### This Notebook serves 2 purposes with Apache Spark
1. It provides an analysis of the Movie Lens Dataset specificaly the movies based on their times and Genres
2. Recommendation engine based on Collabrative filtering

Some of the Links and references I have used are -
1. Dataset can be found [here](https://grouplens.org/datasets/movielens/20m/) or at [kaggle](https://www.kaggle.com/grouplens/movielens-20m-dataset)
2. edX Apache Spark course cs110 Assignment 2 (Movie Recommendation) I have used my own code from that notebook (Not providing my notebook link here just in case course is offered again with same Assignments) Side note -  It is one of the best and the most intense course series I have ever done.
3. A More Scalable Way of Making Recommendations with MLlib - Xiangrui Meng [here](https://www.youtube.com/watch?v=Q0VXllYilM0&)
4. I have used [Databricks community edition cloud](https://community.cloud.databricks.com). This is because we already have the required dataset mounted on the Cloud.
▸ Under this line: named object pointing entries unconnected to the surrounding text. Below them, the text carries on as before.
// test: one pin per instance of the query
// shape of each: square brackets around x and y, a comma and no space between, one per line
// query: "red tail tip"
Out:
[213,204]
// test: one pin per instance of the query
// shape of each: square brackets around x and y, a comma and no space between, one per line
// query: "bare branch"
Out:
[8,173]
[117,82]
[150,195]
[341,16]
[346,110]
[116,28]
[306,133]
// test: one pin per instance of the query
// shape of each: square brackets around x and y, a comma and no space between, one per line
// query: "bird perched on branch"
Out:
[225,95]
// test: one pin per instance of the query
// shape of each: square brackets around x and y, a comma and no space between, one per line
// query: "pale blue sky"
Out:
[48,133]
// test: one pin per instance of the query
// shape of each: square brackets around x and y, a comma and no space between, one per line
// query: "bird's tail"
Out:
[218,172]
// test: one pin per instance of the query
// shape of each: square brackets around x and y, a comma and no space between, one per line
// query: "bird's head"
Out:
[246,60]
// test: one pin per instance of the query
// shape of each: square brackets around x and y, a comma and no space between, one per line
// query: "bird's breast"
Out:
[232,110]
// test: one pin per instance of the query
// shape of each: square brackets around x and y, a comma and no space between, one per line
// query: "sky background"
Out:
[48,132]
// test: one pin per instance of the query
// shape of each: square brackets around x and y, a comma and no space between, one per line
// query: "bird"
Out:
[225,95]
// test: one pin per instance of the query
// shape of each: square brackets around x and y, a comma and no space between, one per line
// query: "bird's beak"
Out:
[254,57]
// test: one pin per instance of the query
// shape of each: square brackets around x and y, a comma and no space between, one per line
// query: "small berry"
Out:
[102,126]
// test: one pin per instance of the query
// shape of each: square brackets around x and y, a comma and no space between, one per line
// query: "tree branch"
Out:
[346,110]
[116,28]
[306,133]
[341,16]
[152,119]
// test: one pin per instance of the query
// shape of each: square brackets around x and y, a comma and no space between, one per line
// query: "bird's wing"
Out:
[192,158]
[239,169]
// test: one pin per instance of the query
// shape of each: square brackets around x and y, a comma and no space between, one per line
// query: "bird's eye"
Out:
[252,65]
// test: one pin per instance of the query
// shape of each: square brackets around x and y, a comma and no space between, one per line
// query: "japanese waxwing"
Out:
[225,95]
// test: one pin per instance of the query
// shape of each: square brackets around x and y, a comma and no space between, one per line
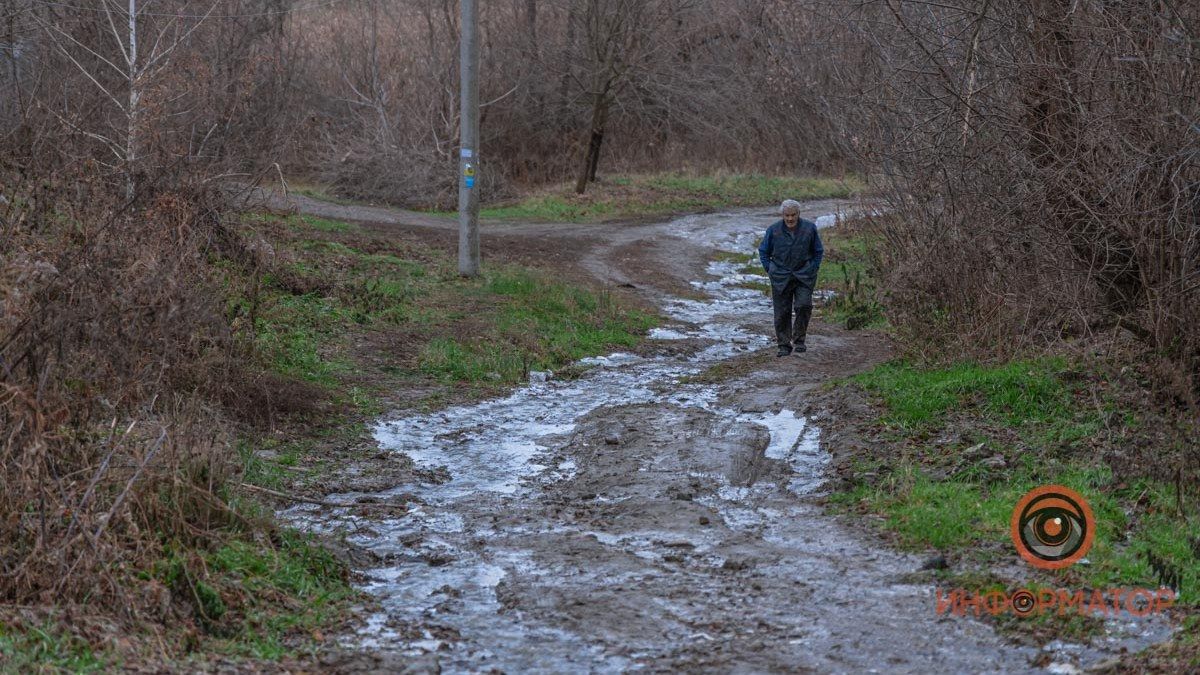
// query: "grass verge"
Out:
[654,195]
[952,449]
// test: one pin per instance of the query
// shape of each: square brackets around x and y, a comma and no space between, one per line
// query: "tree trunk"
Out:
[595,138]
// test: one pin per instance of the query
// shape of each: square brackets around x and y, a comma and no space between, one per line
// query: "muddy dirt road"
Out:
[646,515]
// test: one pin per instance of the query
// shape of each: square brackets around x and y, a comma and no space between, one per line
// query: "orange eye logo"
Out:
[1053,527]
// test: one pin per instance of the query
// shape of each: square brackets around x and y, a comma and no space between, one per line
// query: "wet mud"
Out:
[645,518]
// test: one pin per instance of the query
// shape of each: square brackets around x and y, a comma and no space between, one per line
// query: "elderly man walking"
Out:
[791,254]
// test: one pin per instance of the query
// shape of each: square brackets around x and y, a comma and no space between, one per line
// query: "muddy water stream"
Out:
[629,519]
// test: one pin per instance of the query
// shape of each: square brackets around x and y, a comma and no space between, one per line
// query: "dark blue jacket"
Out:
[786,254]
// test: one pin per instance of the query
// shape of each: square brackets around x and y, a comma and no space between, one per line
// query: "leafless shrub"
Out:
[112,328]
[1041,167]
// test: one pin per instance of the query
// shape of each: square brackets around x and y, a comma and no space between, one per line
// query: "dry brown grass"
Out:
[119,374]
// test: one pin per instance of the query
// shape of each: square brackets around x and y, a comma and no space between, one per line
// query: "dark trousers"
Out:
[791,298]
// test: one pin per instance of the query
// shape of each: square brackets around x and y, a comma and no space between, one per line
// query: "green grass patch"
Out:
[1020,393]
[965,517]
[538,323]
[309,578]
[48,649]
[651,195]
[487,330]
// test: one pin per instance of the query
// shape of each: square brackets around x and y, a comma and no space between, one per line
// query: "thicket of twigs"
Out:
[121,378]
[1039,162]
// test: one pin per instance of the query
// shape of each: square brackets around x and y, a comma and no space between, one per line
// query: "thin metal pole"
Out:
[468,155]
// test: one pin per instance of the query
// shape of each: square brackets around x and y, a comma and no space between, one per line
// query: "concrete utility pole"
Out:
[468,156]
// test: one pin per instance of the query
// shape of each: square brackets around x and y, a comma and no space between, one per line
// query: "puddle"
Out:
[495,568]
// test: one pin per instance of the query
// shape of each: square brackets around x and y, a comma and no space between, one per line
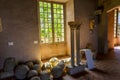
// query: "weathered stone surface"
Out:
[45,75]
[54,61]
[29,64]
[37,67]
[57,72]
[32,73]
[35,78]
[21,71]
[9,64]
[6,74]
[61,64]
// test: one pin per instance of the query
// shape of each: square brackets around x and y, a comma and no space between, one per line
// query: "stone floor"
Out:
[107,67]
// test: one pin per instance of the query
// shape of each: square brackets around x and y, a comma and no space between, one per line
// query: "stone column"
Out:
[74,26]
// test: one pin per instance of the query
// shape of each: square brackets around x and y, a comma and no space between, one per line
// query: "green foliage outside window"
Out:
[51,22]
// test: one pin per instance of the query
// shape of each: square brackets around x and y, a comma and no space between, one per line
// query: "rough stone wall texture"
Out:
[84,12]
[103,26]
[19,22]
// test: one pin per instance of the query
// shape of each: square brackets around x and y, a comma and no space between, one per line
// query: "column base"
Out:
[76,69]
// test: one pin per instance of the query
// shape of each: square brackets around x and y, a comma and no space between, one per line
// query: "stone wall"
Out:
[103,26]
[20,27]
[84,12]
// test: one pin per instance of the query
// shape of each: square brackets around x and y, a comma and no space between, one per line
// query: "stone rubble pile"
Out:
[33,70]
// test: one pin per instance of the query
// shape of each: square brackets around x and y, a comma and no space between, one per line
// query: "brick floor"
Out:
[106,68]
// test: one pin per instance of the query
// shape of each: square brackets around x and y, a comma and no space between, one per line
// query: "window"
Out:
[51,22]
[117,23]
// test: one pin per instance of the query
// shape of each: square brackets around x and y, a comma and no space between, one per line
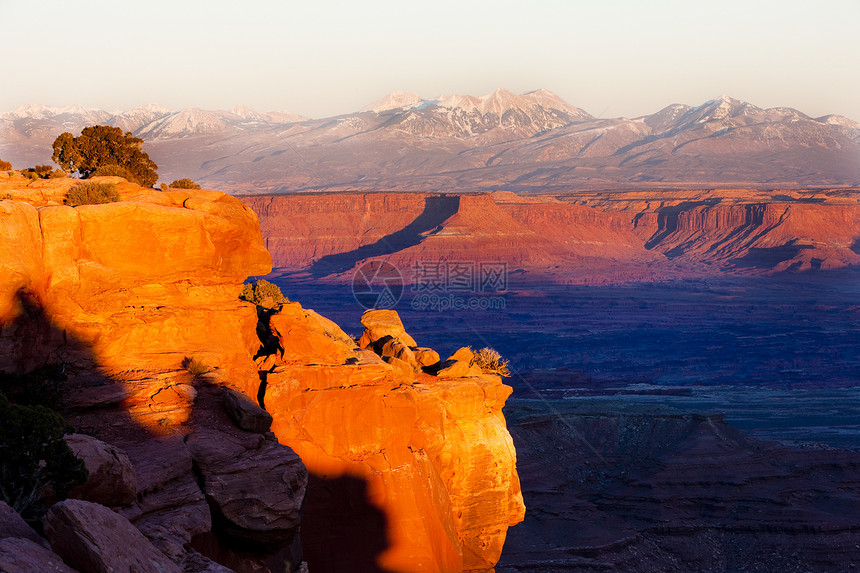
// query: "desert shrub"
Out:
[102,145]
[114,171]
[260,290]
[36,464]
[92,193]
[491,362]
[195,367]
[184,184]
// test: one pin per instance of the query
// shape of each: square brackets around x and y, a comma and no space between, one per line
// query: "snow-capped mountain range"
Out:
[529,141]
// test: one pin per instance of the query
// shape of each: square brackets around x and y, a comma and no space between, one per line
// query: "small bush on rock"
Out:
[195,367]
[491,362]
[260,290]
[92,193]
[36,464]
[184,184]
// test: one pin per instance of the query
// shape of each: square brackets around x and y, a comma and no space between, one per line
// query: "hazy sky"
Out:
[325,57]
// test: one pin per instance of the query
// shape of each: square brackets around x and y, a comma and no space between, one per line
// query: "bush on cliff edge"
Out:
[92,193]
[36,464]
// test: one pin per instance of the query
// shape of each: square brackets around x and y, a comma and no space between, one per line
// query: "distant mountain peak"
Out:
[395,100]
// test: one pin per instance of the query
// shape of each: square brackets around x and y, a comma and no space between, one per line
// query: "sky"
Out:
[321,58]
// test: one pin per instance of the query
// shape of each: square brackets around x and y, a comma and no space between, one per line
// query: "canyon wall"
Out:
[406,468]
[577,238]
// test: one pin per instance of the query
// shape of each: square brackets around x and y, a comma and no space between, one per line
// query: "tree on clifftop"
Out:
[100,146]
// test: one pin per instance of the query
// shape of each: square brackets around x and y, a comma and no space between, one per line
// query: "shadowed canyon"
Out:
[683,394]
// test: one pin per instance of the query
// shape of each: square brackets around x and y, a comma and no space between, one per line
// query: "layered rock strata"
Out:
[429,459]
[121,298]
[584,238]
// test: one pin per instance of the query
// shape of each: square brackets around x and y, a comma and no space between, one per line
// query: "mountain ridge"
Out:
[533,141]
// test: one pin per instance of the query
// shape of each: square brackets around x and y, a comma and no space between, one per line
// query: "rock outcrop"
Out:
[91,537]
[428,462]
[111,480]
[637,487]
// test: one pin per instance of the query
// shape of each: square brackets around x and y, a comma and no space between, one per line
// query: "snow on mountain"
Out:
[456,137]
[395,100]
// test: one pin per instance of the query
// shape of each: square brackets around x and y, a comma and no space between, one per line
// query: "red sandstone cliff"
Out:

Also, Databricks community edition has tons of features (I love the display feature) and the whole system is preconfigured.One important thing here (Also, a differentiating feature) is we do not need to create spark context or sql context object which is already created for us

A caution Note here- 
We won't do collect() here as that will push all the data back to the Driver which might cause out of memory error.

In [2]:
#We already have sc and sqlContext for us here
print sc
print sqlContext

### Getting the data
It is already mounted for us

In [4]:
import os
from databricks_test_helper import Test

dbfs_dir = '/databricks-datasets/cs110x/ml-20m/data-001'

#We will use these 2 files for our analysis and collabrative filtering
ratings_filename = dbfs_dir + '/ratings.csv' 
movies_filename = dbfs_dir + '/movies.csv'

In [5]:
#This is a databricks feature
display(dbutils.fs.ls(dbfs_dir))

In [6]:
dbutils.fs.head(movies_filename)

### A Little analysis on the movies.csv
We will create 2 dataframes for our analysis which will make the visualization with Databricks display function pretty straightforward- 
1. movies_based_on_time - We will drop the genres here final schema will be (movie_id,name, Year)
2. movies_based_on_genres - Final schema would look like (movie_id,name_with_year,one_genre)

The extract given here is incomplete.